When given the option, more and more professionals are enjoying the positive results of coworking as an alternative to long commutes, windowless cubicles, expensive leases and distracting home offices (or kitchen tables).
When approaching your boss to request payment for a coworking space membership, it's important to convey the benefits and value it will bring to your work and the company as a whole.
Consider These Scenarios:
Remote Employee Working From Home - By having access to dedicated workspace, you'll be able to avoid the distractions of working from home or in coffee shops, have reliable high speed wifi, and as a result, be able to put in more efficient, focused days.
Consultant Contracted By Other Companies - As a consultant without an office in the area, you currently struggle to find a place to work that is consistently quiet and available. By joining a coworking space, whenever you're in town, you'll have a dedicated space to work from that will allow you to accomplish more work and be in better communication with your team between client meetings.
Employee Working From A Private Office - A private office means having to pay to fit out an office, pay rent, pay for utilities, and pay for hi-speed internet just to get started and have a professional environment to work in. Instead of carrying the costs of a private office, you can save the company money by joining a coworking space that includes all of the benefits of a professional office at a fraction of the cost.
Do Your Research
No matter your specific situation, be sure to do your research first and have your numbers and facts ready. Highlight the savings or ROI for the company if you were transition to a coworking space. Consider pricing out a private office in town as an alternative to fully demonstrate the savings benefits.
And remember the flexibility that coworking offers as well. Office rentals are usually annual commitments, while coworking can often be a month-to-month or 6-mos term, making it easier to try out before fully committing. You may also negotiate and get your company to agree to pay for a part-time membership, even if they don't want to invest in a full-time one.

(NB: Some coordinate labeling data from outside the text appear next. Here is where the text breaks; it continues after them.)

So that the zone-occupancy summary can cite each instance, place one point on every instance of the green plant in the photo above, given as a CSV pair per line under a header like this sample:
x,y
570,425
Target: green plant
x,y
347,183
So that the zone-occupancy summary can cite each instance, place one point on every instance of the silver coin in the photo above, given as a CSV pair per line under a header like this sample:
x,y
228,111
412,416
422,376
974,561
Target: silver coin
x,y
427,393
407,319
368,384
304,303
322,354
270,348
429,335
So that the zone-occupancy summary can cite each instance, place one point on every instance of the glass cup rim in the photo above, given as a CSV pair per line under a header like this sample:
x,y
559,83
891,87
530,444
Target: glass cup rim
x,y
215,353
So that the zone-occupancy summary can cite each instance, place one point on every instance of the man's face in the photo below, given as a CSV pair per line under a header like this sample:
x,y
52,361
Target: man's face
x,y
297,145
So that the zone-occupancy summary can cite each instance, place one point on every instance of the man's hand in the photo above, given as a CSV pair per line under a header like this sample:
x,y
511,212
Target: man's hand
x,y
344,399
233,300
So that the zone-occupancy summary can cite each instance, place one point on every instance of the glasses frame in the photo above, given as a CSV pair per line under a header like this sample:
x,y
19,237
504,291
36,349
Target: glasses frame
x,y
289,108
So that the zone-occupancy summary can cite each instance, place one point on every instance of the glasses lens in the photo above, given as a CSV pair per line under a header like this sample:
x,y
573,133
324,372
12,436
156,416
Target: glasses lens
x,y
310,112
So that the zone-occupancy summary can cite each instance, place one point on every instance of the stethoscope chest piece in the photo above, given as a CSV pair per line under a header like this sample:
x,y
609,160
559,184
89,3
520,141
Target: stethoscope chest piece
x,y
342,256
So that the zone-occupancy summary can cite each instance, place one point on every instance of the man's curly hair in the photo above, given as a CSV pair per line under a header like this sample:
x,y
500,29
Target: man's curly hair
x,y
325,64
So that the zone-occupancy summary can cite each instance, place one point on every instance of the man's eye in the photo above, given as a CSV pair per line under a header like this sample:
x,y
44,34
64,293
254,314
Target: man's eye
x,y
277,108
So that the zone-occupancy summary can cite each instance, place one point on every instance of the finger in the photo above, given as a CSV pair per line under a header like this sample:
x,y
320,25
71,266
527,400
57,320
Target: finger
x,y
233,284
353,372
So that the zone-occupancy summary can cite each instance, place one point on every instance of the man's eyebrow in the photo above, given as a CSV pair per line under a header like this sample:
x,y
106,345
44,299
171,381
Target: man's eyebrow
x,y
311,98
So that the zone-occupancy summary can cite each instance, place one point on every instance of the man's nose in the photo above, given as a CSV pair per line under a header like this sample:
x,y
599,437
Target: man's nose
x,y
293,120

If you position it right, and focus on the benefits for the company, as well as for you as their employee, getting your company to pay for your coworking membership can be seen as an investment in the growth and success of both you and your entire organization.
Try This To Get Your Company To Pay For Your Coworking Membership
If you're really interested in coworking, but at a loss for words on how to approach your boss, here's a sample email you can tweak to get you started:
"Hi [Boss's Name],
I wanted to discuss a proposal that I believe could significantly enhance my productivity and contribute to the overall success of our team. I believe that having access to a coworking space would be a wise investment for both my professional development and the growth of our company.
A coworking space offers a range of amenities and resources that could greatly enhance my productivity. These include high-speed internet, modern office infrastructure, meeting rooms, and access to events and workshops. Being in such an environment would provide me with the necessary tools and inspiration to deliver even better results for our team.
Additionally, a coworking space provides a professional setting outside my home, which will be particularly advantageous, as it will provide a distraction-free environment for both independent work and team meetings.
I've done some research and found a coworking space nearby called [insert name of coworking space and link to it] that aligns with our company's values and offers a conducive environment for innovation and productivity. The membership fee is [mention the cost], and I believe this investment would be a wise one considering the benefits it would bring.
I'm appreciate the opportunity to discuss this further and answer any questions or concerns you may have. Thank you for your time and consideration.